La seguridad jurídica no es un obstáculo a la lucha anticorrupción, sino su principal aliada: un entorno de normas claras, previsibles y aplicadas por jueces independientes reduce los incentivos a la corrupción y disminuye el costo de oportunidad de invertir en el país (CBHE, s. f.; Fundación Milenio, 2022). Los análisis sobre certeza legal en la etapa renovada de Bolivia han insistido en que la promesa de seguridad jurídica tiene una dimensión interna —protección de ciudadanos frente al poder— y otra externa —garantías para el capital que llega del extranjero—, ambas inseparables de la independencia judicial (Sánchez Morales, 2025a; 2025c; 2024b).

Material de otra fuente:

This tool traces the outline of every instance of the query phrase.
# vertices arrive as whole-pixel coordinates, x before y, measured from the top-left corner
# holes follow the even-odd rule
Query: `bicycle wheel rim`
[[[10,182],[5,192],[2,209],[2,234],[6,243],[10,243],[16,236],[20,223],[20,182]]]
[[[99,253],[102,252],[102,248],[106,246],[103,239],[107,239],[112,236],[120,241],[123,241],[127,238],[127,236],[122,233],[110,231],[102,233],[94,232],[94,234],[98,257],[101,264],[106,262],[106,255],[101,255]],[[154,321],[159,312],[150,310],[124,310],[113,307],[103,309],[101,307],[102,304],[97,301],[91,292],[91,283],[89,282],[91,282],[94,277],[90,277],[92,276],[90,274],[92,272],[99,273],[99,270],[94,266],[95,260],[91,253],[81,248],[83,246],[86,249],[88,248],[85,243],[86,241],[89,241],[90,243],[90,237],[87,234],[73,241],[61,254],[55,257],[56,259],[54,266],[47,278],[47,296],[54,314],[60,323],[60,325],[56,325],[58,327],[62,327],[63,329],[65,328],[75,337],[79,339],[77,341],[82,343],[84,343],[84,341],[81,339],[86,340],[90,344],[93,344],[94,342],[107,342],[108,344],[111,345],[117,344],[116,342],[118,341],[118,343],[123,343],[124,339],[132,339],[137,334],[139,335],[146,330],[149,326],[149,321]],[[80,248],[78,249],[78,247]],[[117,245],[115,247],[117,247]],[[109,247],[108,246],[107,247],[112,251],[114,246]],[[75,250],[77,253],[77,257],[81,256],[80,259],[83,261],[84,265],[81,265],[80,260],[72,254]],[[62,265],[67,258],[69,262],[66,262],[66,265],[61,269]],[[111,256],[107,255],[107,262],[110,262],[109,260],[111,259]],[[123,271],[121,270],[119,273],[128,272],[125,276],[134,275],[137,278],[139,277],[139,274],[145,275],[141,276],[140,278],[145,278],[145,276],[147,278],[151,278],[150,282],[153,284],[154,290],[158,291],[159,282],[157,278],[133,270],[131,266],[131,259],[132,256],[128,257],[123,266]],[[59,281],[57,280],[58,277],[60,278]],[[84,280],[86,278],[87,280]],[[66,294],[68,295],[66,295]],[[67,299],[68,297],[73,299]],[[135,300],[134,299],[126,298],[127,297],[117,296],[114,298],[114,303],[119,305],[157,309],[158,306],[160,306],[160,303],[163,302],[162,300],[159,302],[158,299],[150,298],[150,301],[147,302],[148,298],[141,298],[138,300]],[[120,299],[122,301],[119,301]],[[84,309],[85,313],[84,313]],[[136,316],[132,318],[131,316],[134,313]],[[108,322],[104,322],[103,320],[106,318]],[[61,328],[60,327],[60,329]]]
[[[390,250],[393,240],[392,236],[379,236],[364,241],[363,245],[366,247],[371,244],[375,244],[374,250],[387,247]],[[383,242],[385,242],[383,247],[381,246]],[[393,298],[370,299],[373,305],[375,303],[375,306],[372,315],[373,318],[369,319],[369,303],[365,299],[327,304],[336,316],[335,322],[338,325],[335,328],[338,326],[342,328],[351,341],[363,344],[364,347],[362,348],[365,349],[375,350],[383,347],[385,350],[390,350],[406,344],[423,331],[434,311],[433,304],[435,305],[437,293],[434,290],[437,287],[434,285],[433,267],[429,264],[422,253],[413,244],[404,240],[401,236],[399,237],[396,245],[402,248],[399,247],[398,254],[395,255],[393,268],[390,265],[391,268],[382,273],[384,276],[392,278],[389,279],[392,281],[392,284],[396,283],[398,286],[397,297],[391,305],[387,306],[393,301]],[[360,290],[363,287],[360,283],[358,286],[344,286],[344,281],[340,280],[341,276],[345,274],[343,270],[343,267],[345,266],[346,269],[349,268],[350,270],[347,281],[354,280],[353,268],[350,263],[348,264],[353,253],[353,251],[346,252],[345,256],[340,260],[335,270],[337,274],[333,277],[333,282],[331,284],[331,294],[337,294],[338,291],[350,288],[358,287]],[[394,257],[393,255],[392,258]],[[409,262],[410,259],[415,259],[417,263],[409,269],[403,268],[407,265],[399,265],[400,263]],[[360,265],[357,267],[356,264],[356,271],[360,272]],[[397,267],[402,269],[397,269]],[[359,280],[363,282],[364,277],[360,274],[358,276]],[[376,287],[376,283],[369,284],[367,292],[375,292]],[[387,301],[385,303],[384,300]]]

Una ofensiva anticorrupción asentada en una justicia sometida a presiones, en cambio, genera el efecto contrario: alimenta la idea de que la sanción penal depende del signo político del imputado y de la correlación de fuerzas coyuntural (El Post, 2025; DPLF, 2020). De allí la importancia de ligar la reforma judicial con la reforma económica en una estrategia coherente: un sistema de justicia despolitizado y con carrera judicial sólida aumenta la confianza en que los conflictos derivados de inversiones, contratos públicos o regulaciones serán resueltos de forma imparcial, mientras que una Constitución económica clara permite que la lucha anticorrupción se concentre en los abusos concretos y no en la incertidumbre generalizada (Fundación Milenio, 2022; Sánchez Morales, 2025c).

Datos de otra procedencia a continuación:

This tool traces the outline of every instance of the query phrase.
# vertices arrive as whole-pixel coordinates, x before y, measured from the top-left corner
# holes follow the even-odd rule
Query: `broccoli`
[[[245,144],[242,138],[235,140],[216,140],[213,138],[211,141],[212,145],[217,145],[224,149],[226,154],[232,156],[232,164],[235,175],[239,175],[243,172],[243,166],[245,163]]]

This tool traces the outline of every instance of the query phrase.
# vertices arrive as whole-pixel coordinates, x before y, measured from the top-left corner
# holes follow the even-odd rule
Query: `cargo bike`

La encrucijada constitucional de Bolivia radica precisamente en esta convergencia: el país puede seguir administrando crisis mediante decretos y persecuciones selectivas, o puede asumir una reforma constitucional parcial que fortalezca la independencia judicial, clarifique la Constitución económica y convierta la seguridad jurídica en fundamento de la democracia y motor de crecimiento (Sánchez Morales, 2025c; 2024b; 2025d). Mientras los bloqueos continúen siendo el mecanismo recurrente de negociación, las reformas económicas se tramiten por decreto en contextos de emergencia y la justicia se mantenga vulnerable a la presión política, el relato de refundación seguirá siendo frágil y la sospecha de justicia de vencedores permanecerá latente (Correo del Sur, 2026; ATB, 2026; Deutsche Welle, 2025; Noticias Fides, 2025). Solo una reforma de Estado, anclada en la independencia judicial, la certeza legal y una Constitución económica compatible con el desarrollo y la dignidad, permitirá que este momento crítico se convierta en oportunidad histórica para Bolivia (Fundación Milenio, 2022; Sánchez Morales, 2025a; 2025c).